La seconda. E’ giunto il momento di smascherare l’ossimoro dietro a cui si trincerano le autorità dopo fatti come questi. Il refrain è sempre lo stesso: orrore per gli attentati, ma noi siamo migliori, noi non dobbiamo aver paura; dunque dobbiamo continuare a mantenere le frontiere aperte e ad accogliere gli immigrati islamici. Paradossalmente fino ad oggi questo approccio è stato vincente, ma razionalmente non sta in piedi.

Anche l’ultimo attentato in Finlandia è avvenuto al grido di Allah Akbar.

E questo perbenismo porta a inaccettabili forme di autocensura. Guardate queste immagini:



Vi ricordano qualcosa? La prima la conoscete tutti. I media non si sono fatti scrupoli nel mostrare l’immagine del piccolo Aylan, perché serviva a giustificare moralmente l’immigrazione, ma la seconda immagine, segnalata su twitter, non diventerà una hit mondiale. La maggior parte del pubblico non la vedrà mai, eppure mostra un altro bambino di tre anni ucciso assieme alla madre dei terroristi islamici sulla Rambla. Viene censurata. Perché se venisse diffusa susciterebbe un’altra ondata emotiva ma nel senso contrario a quello desiderato dal mainstream multiculturale e globalizzante. E’ un’ipocrisia, ma rivelatrice.
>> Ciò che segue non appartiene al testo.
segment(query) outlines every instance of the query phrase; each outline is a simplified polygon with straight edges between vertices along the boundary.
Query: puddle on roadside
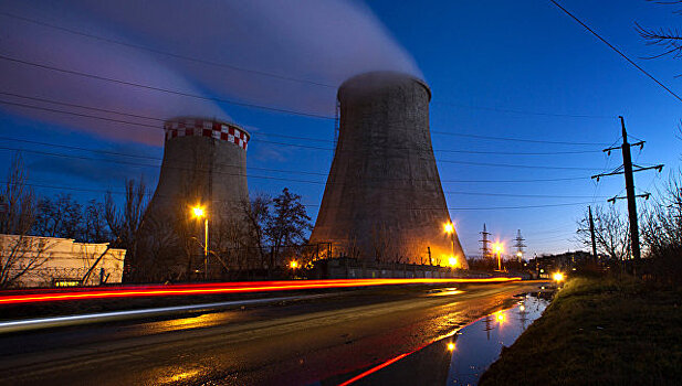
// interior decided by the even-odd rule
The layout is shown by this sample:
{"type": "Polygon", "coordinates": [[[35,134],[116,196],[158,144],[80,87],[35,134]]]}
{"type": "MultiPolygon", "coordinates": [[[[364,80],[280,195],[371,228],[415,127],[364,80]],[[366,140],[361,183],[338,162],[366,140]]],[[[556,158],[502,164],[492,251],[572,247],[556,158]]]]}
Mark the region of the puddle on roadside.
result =
{"type": "MultiPolygon", "coordinates": [[[[502,347],[511,346],[542,315],[549,304],[546,298],[518,297],[510,309],[479,319],[454,335],[416,352],[401,354],[359,374],[348,374],[340,385],[476,385],[485,369],[500,357],[502,347]]],[[[339,379],[336,380],[334,384],[338,384],[339,379]]]]}

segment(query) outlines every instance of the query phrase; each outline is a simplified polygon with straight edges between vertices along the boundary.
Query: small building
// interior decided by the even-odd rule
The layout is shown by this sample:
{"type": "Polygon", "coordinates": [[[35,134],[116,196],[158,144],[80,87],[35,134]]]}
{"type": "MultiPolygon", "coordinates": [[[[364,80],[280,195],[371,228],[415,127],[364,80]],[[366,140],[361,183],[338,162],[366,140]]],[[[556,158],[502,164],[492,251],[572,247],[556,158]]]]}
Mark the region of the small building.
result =
{"type": "Polygon", "coordinates": [[[125,256],[108,243],[0,235],[0,288],[120,283],[125,256]]]}

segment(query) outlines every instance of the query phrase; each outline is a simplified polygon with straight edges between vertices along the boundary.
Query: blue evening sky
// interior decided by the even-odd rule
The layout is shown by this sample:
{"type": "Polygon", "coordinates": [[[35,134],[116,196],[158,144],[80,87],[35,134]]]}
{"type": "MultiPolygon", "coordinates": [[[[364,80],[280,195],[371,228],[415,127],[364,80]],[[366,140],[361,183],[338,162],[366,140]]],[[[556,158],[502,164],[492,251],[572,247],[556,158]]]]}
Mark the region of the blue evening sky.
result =
{"type": "MultiPolygon", "coordinates": [[[[682,62],[670,57],[642,60],[658,51],[647,46],[634,31],[636,21],[646,26],[680,25],[682,15],[673,14],[673,7],[643,0],[565,0],[563,4],[673,90],[682,93],[682,78],[674,77],[682,74],[682,62]]],[[[0,2],[2,10],[11,9],[11,2],[0,2]]],[[[589,178],[621,163],[620,152],[609,158],[599,151],[619,139],[618,115],[626,117],[631,135],[647,140],[641,153],[633,150],[636,162],[642,165],[664,163],[667,167],[661,176],[652,171],[638,173],[638,189],[653,191],[669,171],[678,170],[681,142],[675,135],[682,118],[682,103],[549,1],[376,0],[367,6],[415,58],[432,89],[433,148],[448,205],[469,255],[479,254],[479,232],[484,223],[493,238],[504,240],[507,246],[513,244],[516,229],[521,229],[531,256],[575,250],[575,223],[587,205],[607,205],[607,197],[622,194],[622,176],[606,178],[598,184],[589,178]],[[448,132],[589,144],[493,140],[445,135],[448,132]],[[462,150],[487,153],[457,152],[462,150]],[[549,154],[522,156],[517,154],[520,152],[549,154]],[[565,180],[486,182],[545,179],[565,180]]],[[[59,22],[57,19],[51,21],[59,22]]],[[[0,25],[10,22],[2,19],[0,25]]],[[[0,55],[8,55],[11,47],[2,41],[18,41],[22,36],[13,34],[11,29],[2,30],[0,55]]],[[[22,44],[36,42],[27,37],[22,44]]],[[[175,47],[174,51],[182,49],[175,47]]],[[[234,54],[239,56],[239,52],[234,54]]],[[[17,56],[20,55],[13,55],[17,56]]],[[[276,62],[276,57],[271,60],[276,62]]],[[[276,65],[265,67],[277,68],[276,65]]],[[[97,69],[90,68],[91,72],[97,69]]],[[[8,73],[3,74],[0,82],[9,82],[2,79],[9,76],[8,73]]],[[[296,74],[308,79],[316,79],[316,75],[296,74]]],[[[43,76],[55,75],[35,69],[31,82],[41,84],[45,82],[43,76]]],[[[193,86],[202,89],[200,84],[193,86]]],[[[306,89],[301,87],[300,93],[304,94],[306,89]]],[[[210,90],[206,93],[212,95],[210,90]]],[[[329,95],[334,95],[333,89],[325,94],[325,98],[328,99],[329,95]]],[[[148,97],[154,98],[154,94],[149,93],[148,97]]],[[[287,97],[298,98],[297,95],[287,97]]],[[[7,97],[0,99],[10,100],[7,97]]],[[[323,111],[333,116],[333,99],[332,103],[327,99],[321,99],[323,106],[329,106],[328,109],[323,107],[323,111]]],[[[334,121],[219,105],[233,120],[254,133],[317,139],[254,136],[248,158],[252,168],[249,170],[252,194],[276,194],[288,186],[303,196],[315,218],[333,157],[328,149],[333,146],[334,121]]],[[[311,110],[319,111],[317,107],[311,110]]],[[[78,200],[102,199],[104,191],[120,192],[126,178],[140,175],[150,186],[156,185],[160,162],[155,158],[160,159],[162,154],[160,131],[151,135],[153,140],[132,141],[126,135],[103,135],[103,130],[114,130],[112,124],[106,124],[112,127],[88,131],[82,126],[105,124],[77,117],[51,121],[44,115],[39,119],[30,111],[18,111],[0,107],[0,140],[3,143],[0,146],[0,162],[9,164],[13,149],[32,151],[22,152],[22,157],[29,169],[29,179],[36,185],[39,194],[56,194],[55,189],[39,186],[51,185],[72,189],[66,192],[78,200]]],[[[117,132],[127,132],[139,128],[116,129],[123,130],[117,132]]]]}

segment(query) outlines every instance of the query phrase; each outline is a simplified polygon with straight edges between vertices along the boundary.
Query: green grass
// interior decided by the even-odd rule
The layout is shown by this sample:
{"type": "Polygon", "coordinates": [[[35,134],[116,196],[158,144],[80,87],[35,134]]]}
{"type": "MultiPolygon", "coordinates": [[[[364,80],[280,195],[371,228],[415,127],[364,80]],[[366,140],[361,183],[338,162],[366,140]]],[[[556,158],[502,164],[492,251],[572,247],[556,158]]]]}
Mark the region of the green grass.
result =
{"type": "Polygon", "coordinates": [[[682,385],[682,291],[576,278],[481,385],[682,385]]]}

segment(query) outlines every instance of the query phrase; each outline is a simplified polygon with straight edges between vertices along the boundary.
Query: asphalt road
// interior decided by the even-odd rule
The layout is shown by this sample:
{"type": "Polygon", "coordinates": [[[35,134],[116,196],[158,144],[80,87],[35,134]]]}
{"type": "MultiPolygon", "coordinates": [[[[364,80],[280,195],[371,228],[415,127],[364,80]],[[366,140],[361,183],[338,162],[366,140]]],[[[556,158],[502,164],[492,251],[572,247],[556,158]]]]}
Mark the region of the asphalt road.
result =
{"type": "Polygon", "coordinates": [[[537,282],[375,288],[270,305],[0,335],[2,385],[336,384],[537,282]]]}

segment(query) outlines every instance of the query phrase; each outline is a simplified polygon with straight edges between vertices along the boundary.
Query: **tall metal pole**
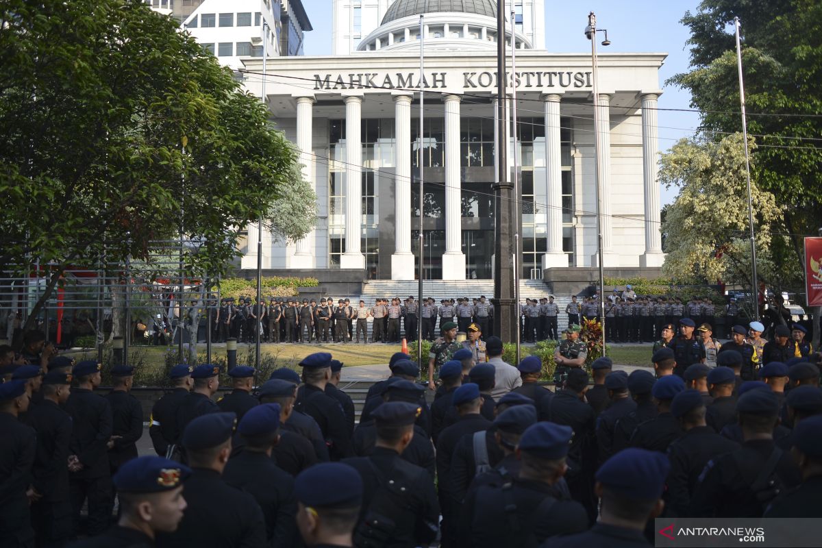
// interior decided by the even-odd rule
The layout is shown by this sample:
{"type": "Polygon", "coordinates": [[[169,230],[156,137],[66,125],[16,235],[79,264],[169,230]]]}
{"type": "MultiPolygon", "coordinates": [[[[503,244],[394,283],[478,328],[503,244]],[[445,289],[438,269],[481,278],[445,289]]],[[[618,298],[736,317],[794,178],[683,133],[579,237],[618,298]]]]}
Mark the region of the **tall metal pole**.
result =
{"type": "MultiPolygon", "coordinates": [[[[262,104],[266,108],[266,119],[268,119],[268,101],[266,100],[266,69],[268,66],[268,37],[266,35],[266,29],[268,28],[266,21],[262,22],[262,104]]],[[[252,309],[253,310],[253,309],[252,309]]],[[[255,367],[260,367],[260,335],[262,331],[262,322],[260,320],[260,315],[262,313],[262,214],[257,222],[257,294],[256,294],[256,317],[254,319],[256,325],[254,345],[255,367]]]]}
{"type": "Polygon", "coordinates": [[[417,322],[417,361],[419,371],[423,371],[423,322],[422,322],[422,310],[419,309],[423,306],[423,258],[424,255],[423,253],[423,217],[424,216],[425,211],[425,194],[423,192],[423,173],[424,168],[423,167],[423,160],[424,159],[424,155],[423,154],[423,145],[425,143],[425,139],[423,136],[423,131],[424,126],[423,125],[423,120],[425,118],[425,109],[423,106],[425,105],[425,91],[423,86],[423,82],[425,81],[425,73],[423,70],[425,68],[425,26],[423,25],[423,14],[419,16],[419,150],[418,150],[418,158],[417,164],[419,166],[419,282],[417,288],[417,292],[419,297],[417,300],[417,308],[420,312],[420,320],[417,322]]]}
{"type": "MultiPolygon", "coordinates": [[[[520,254],[520,216],[522,214],[521,196],[520,194],[520,170],[517,161],[517,123],[516,123],[516,22],[514,20],[515,13],[511,6],[511,133],[514,136],[514,203],[516,205],[516,214],[515,216],[515,224],[514,226],[514,263],[511,267],[514,269],[514,298],[515,303],[515,310],[517,311],[519,320],[520,313],[520,261],[516,259],[520,254]]],[[[517,322],[519,324],[519,321],[517,322]]],[[[520,326],[517,325],[516,332],[516,362],[520,363],[520,344],[522,341],[520,338],[520,326]]]]}
{"type": "Polygon", "coordinates": [[[756,242],[754,240],[754,206],[750,196],[750,159],[748,156],[748,122],[745,116],[745,84],[742,81],[742,48],[739,40],[739,17],[733,18],[737,30],[737,68],[739,71],[739,102],[742,107],[742,147],[745,149],[745,176],[748,181],[748,228],[750,229],[750,304],[754,319],[760,320],[760,292],[756,279],[756,242]]]}
{"type": "Polygon", "coordinates": [[[508,180],[508,127],[506,126],[506,2],[499,0],[496,4],[496,96],[497,96],[497,146],[496,169],[499,181],[494,185],[494,203],[496,207],[494,216],[494,228],[496,237],[494,240],[494,308],[496,317],[499,318],[499,336],[505,342],[514,341],[515,333],[519,330],[519,322],[515,312],[516,302],[514,294],[514,278],[510,268],[504,263],[511,256],[513,250],[513,224],[517,222],[514,206],[514,186],[508,180]]]}
{"type": "MultiPolygon", "coordinates": [[[[605,270],[603,265],[603,219],[602,219],[602,200],[603,189],[601,188],[602,180],[599,177],[599,131],[600,113],[599,113],[599,85],[597,81],[597,16],[591,12],[588,15],[588,28],[585,30],[588,39],[591,40],[591,80],[593,88],[593,180],[596,187],[597,197],[597,263],[599,265],[599,321],[603,328],[603,356],[606,355],[605,343],[605,270]]],[[[610,131],[606,127],[606,131],[610,131]]]]}

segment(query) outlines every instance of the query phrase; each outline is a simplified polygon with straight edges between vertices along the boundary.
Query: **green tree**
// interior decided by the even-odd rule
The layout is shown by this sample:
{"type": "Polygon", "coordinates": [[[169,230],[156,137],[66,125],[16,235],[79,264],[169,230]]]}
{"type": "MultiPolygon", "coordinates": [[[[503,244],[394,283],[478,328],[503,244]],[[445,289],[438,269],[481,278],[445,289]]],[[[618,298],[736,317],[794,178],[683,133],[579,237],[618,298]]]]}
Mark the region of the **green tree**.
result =
{"type": "Polygon", "coordinates": [[[143,2],[0,0],[0,265],[50,265],[32,319],[70,266],[148,260],[182,229],[187,269],[217,274],[281,196],[315,201],[261,101],[143,2]]]}

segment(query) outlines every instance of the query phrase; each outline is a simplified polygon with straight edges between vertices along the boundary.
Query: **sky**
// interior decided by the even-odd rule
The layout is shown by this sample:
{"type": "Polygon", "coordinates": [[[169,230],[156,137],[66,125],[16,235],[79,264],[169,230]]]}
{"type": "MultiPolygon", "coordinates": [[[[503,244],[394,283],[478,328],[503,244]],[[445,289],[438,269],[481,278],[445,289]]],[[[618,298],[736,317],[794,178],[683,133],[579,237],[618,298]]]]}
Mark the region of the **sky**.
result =
{"type": "MultiPolygon", "coordinates": [[[[590,51],[590,43],[583,30],[588,14],[597,15],[597,26],[607,29],[611,45],[598,46],[598,51],[626,53],[665,53],[668,54],[659,71],[659,108],[690,109],[690,94],[665,81],[688,70],[686,44],[688,29],[680,23],[687,11],[695,12],[697,0],[589,0],[576,2],[545,1],[545,46],[557,53],[590,51]]],[[[331,0],[303,0],[314,30],[306,34],[306,55],[331,53],[331,0]]],[[[700,118],[696,113],[660,110],[658,112],[659,149],[664,152],[678,140],[692,136],[700,118]]],[[[674,189],[662,188],[662,204],[676,198],[674,189]]]]}

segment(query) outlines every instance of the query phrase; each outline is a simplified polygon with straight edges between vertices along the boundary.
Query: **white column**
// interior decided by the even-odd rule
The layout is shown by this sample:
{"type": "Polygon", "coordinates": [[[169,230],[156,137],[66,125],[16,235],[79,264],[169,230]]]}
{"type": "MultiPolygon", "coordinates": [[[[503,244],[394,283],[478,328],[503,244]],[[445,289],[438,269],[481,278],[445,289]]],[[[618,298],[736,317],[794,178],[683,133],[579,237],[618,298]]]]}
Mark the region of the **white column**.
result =
{"type": "Polygon", "coordinates": [[[396,174],[394,182],[394,255],[391,279],[413,279],[411,252],[411,96],[394,98],[396,174]]]}
{"type": "Polygon", "coordinates": [[[657,127],[656,93],[642,95],[642,160],[645,187],[645,253],[640,257],[640,265],[662,266],[665,260],[663,240],[659,233],[660,205],[658,177],[659,142],[657,127]]]}
{"type": "MultiPolygon", "coordinates": [[[[299,162],[302,164],[302,177],[311,184],[312,188],[316,191],[314,157],[312,154],[313,105],[313,97],[297,98],[297,150],[299,154],[299,162]]],[[[307,236],[297,242],[296,253],[291,258],[290,261],[291,268],[314,268],[315,237],[314,230],[312,229],[307,236]]]]}
{"type": "Polygon", "coordinates": [[[560,137],[560,99],[556,94],[543,95],[545,108],[545,166],[547,184],[547,252],[543,256],[543,269],[567,267],[562,252],[562,158],[560,137]]]}
{"type": "Polygon", "coordinates": [[[343,269],[365,269],[360,251],[363,227],[363,141],[360,114],[363,98],[345,98],[345,251],[339,260],[343,269]]]}
{"type": "MultiPolygon", "coordinates": [[[[599,94],[595,116],[598,117],[599,132],[596,136],[599,158],[600,222],[603,223],[603,265],[619,266],[619,256],[613,252],[611,223],[611,95],[599,94]]],[[[596,265],[596,261],[593,261],[596,265]]]]}
{"type": "Polygon", "coordinates": [[[459,181],[459,100],[446,95],[446,252],[442,279],[465,279],[462,252],[462,186],[459,181]]]}

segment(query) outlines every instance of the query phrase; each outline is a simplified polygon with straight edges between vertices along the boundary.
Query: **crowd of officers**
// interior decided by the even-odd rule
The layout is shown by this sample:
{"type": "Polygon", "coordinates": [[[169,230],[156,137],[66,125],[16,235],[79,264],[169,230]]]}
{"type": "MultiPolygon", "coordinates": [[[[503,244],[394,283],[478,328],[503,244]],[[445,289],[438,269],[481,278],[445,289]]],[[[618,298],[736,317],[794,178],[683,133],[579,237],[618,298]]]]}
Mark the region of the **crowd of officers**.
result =
{"type": "Polygon", "coordinates": [[[30,344],[29,365],[0,369],[0,543],[610,548],[649,546],[658,516],[822,517],[818,354],[789,357],[779,332],[746,380],[747,343],[681,363],[683,329],[653,370],[594,361],[592,385],[579,332],[556,391],[496,337],[487,361],[432,350],[427,386],[395,354],[358,424],[329,353],[256,386],[235,366],[217,399],[219,367],[180,364],[142,457],[134,368],[113,367],[104,395],[100,364],[30,344]]]}

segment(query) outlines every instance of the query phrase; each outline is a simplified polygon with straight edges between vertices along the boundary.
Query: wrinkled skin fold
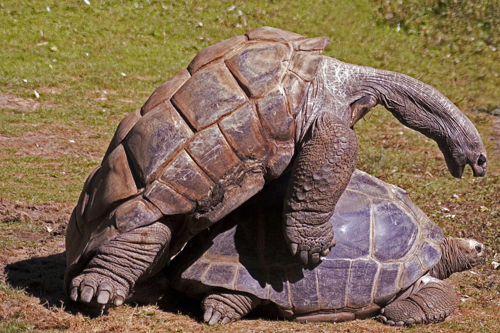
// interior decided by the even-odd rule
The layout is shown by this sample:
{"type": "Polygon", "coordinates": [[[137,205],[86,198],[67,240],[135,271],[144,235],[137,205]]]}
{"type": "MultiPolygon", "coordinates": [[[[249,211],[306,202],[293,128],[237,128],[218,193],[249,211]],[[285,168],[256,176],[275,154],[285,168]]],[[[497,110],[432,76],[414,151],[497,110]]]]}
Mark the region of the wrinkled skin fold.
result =
{"type": "MultiPolygon", "coordinates": [[[[333,232],[324,222],[333,213],[336,200],[356,166],[357,142],[352,128],[377,104],[385,106],[406,126],[436,140],[454,177],[461,177],[468,164],[474,176],[484,176],[488,163],[486,151],[472,124],[451,101],[432,87],[398,73],[346,63],[324,56],[321,61],[304,106],[294,115],[294,121],[290,122],[294,124],[290,126],[295,126],[290,133],[294,129],[296,158],[294,165],[288,165],[288,169],[291,168],[296,174],[290,182],[283,206],[284,237],[290,252],[304,263],[318,262],[320,254],[326,255],[336,244],[333,232]],[[337,139],[338,142],[336,142],[337,139]],[[332,184],[334,185],[330,187],[332,184]]],[[[173,106],[170,111],[181,119],[173,106]]],[[[134,113],[138,118],[142,116],[140,113],[134,113]]],[[[190,130],[187,125],[185,127],[186,131],[190,130]]],[[[123,138],[126,137],[126,133],[122,133],[123,138]]],[[[176,206],[170,211],[168,210],[170,206],[164,207],[160,212],[147,198],[142,198],[144,193],[141,191],[144,189],[140,188],[142,185],[136,178],[140,171],[144,170],[136,170],[132,175],[131,171],[136,166],[130,164],[128,153],[126,153],[122,147],[122,149],[120,156],[125,167],[117,169],[115,165],[108,165],[107,170],[110,170],[109,172],[123,171],[124,175],[128,175],[128,183],[139,185],[136,189],[135,185],[131,185],[133,191],[130,193],[117,196],[119,200],[112,203],[118,207],[113,206],[113,209],[123,207],[126,200],[140,199],[138,202],[148,207],[148,211],[152,212],[150,216],[154,218],[134,221],[138,227],[126,228],[126,232],[119,237],[114,234],[108,237],[106,232],[114,232],[111,230],[112,226],[104,225],[104,220],[100,220],[100,217],[96,217],[93,221],[96,223],[91,227],[88,221],[82,221],[82,217],[86,214],[84,211],[88,212],[89,210],[87,199],[83,200],[83,203],[79,201],[80,212],[76,215],[74,212],[68,228],[68,235],[72,235],[74,239],[70,237],[67,240],[66,249],[70,249],[68,251],[70,255],[68,258],[74,260],[68,261],[65,288],[72,299],[96,306],[121,304],[132,292],[136,282],[150,277],[152,272],[160,269],[168,256],[174,255],[194,234],[206,226],[203,225],[202,228],[192,233],[186,232],[186,230],[192,226],[184,225],[194,223],[184,218],[188,216],[186,213],[190,211],[188,207],[176,206]],[[136,197],[132,199],[131,196],[136,197]],[[165,213],[167,210],[168,212],[165,213]],[[160,223],[158,222],[160,220],[168,220],[172,216],[182,218],[168,227],[160,228],[158,225],[151,227],[160,223]],[[80,220],[77,223],[78,219],[80,220]],[[80,229],[78,226],[84,227],[80,229]],[[92,239],[90,235],[98,240],[92,239]],[[98,236],[102,238],[99,240],[98,236]],[[115,237],[116,240],[112,241],[115,237]],[[144,238],[148,241],[137,240],[144,238]],[[76,241],[77,239],[78,242],[76,241]],[[94,247],[88,250],[90,245],[94,247]],[[146,250],[144,247],[147,248],[146,250]],[[88,257],[78,259],[86,250],[88,250],[86,253],[88,257]]],[[[110,154],[111,156],[112,153],[110,154]]],[[[102,176],[98,175],[97,178],[102,176]]],[[[91,178],[92,175],[89,179],[91,178]]],[[[262,179],[263,183],[264,178],[262,179]]],[[[90,186],[92,187],[92,184],[90,186]]],[[[94,189],[88,189],[86,195],[90,195],[88,193],[94,189]]],[[[84,189],[80,198],[85,197],[84,192],[84,189]]],[[[175,202],[182,198],[188,201],[182,197],[183,194],[177,194],[178,200],[174,200],[175,202]]],[[[248,193],[241,195],[245,194],[248,193]]],[[[238,198],[233,200],[238,201],[238,198]]],[[[194,205],[192,202],[189,202],[194,205]]],[[[214,208],[206,207],[206,211],[214,208]]],[[[138,219],[144,215],[138,215],[138,219]]],[[[210,222],[214,223],[224,216],[210,222]]]]}

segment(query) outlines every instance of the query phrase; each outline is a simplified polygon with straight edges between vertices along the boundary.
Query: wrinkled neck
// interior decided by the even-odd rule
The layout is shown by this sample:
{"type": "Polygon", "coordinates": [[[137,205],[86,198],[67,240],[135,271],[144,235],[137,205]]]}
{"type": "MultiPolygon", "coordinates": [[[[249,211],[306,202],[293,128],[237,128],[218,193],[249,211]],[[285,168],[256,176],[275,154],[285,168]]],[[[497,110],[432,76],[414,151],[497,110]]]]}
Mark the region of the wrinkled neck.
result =
{"type": "Polygon", "coordinates": [[[453,273],[474,267],[464,251],[460,251],[457,239],[454,237],[444,237],[441,244],[441,259],[430,269],[430,275],[436,279],[448,279],[453,273]]]}
{"type": "Polygon", "coordinates": [[[296,142],[301,142],[314,120],[326,113],[334,115],[346,124],[350,122],[349,107],[356,98],[350,96],[346,89],[350,84],[349,65],[336,59],[323,56],[297,117],[296,142]]]}

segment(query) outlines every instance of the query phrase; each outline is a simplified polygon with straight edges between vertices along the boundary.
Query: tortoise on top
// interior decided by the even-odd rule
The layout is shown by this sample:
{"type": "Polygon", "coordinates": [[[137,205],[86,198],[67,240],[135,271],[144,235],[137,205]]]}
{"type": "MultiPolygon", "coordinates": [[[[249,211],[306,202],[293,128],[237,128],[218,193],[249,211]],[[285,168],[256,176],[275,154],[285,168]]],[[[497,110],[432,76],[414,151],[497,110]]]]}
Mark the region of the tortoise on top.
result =
{"type": "Polygon", "coordinates": [[[287,168],[285,237],[317,262],[335,244],[328,219],[356,164],[350,127],[377,103],[436,140],[454,176],[466,164],[484,174],[480,137],[448,99],[406,75],[322,56],[328,42],[268,27],[236,36],[202,50],[122,120],[70,221],[72,299],[121,304],[287,168]]]}
{"type": "Polygon", "coordinates": [[[455,291],[442,280],[479,264],[484,245],[444,237],[406,192],[356,170],[330,220],[337,245],[318,264],[297,263],[276,223],[284,178],[196,235],[168,267],[172,286],[202,300],[208,325],[258,306],[300,322],[381,312],[382,321],[398,326],[440,322],[454,310],[455,291]]]}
Così si gestisce l’opinione pubblica.

Sia chiaro: sebbene le cause del terrorismo non possano essere banalizzate e ha ragione chi sostiene che a destabilizzare il Medio Oriente siamo stati noi occidentali, in primis gli americani in Irak, Afghanistan, Libia e Siria, è innegabile che l’immigrazione incontrollata a cui stiamo assistendo da mesi e che riguarda principalmente l’Italia, sia fonte di destabilizzazione sociale, per la mancata integrazione di masse enormi di migranti a cui è impossibile garantire un lavoro e una normale accoglienza, e dunque di fenomeni estremi, come l’aumento della violenza, della criminalità, dell’estremismo religioso e, infine, del terrorismo.

Ecco perché ha ragione chi manifesta gridando “io non ho paura”. Ma quel grido andrebbe accompagnato con l’urlo: “Enough is enough” come dicono gli inglesi. Ovvero l’immigrazione incontrollata, soprattutto quella islamica, non è più accettabile. Ovvero, in italiano, abbiamo sopportato abbastanza.